Al volver a su habitación y no ver a Yan Zhigao, su corazón se sintió inusualmente frío:
—Ve, cierra la puerta del patio con llave.

A partir de hoy, si el maestro no ha regresado a las 9:00 PM, se cerrará la puerta con llave.

La expresión de Ping Tong se detuvo, vacilante.

Desde que la Señora se había casado con el maestro, nunca había cerrado la puerta del patio.

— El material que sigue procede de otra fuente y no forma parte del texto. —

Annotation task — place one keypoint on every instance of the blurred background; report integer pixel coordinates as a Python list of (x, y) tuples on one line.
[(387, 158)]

Aunque el maestro se quedara en el Patio Shuangxin, la puerta del Patio Principal siempre estaba abierta para él, simbolizando que podía regresar en cualquier momento.

Sin embargo, hoy, el maestro había abofeteado a la hija mayor, hiriendo tanto a la hija como al corazón de la Señora.

Ping Tong vaciló, pero Ping Xiao no tenía tales reservas; cogió las llaves y fue a cerrar con llave la puerta del patio.

Una vez que el Patio Principal cerró sus puertas, la noticia se difundió rápidamente por todas partes, y Yan Zhigao solo se enteró de ello el vigésimo octavo día del duodécimo mes lunar cuando comenzaron las vacaciones de Año Nuevo.

Estos últimos días, se había quedado exclusivamente en el Patio Shuangxin para apaciguar a la concubina, la Señora Lin, quien había sido castigada a arrodillarse por la matriarca de la familia.

Si no hubiera necesitado discutir el alojamiento de colegas con la Señora Li esa noche, quizás no habría regresado al Patio Principal hasta las celebraciones de Año Nuevo.

Frente a la puerta firmemente cerrada del Patio Principal, Yan Zhigao se quedó perplejo.

Estaba tan enojado que quería golpear la puerta, pero temía hacer demasiado ruido y alertar a otros, lo que sería embarazoso, así que al final solo pudo regresar de mala gana al Patio Shuangxin en una mezcla de ira y frustración.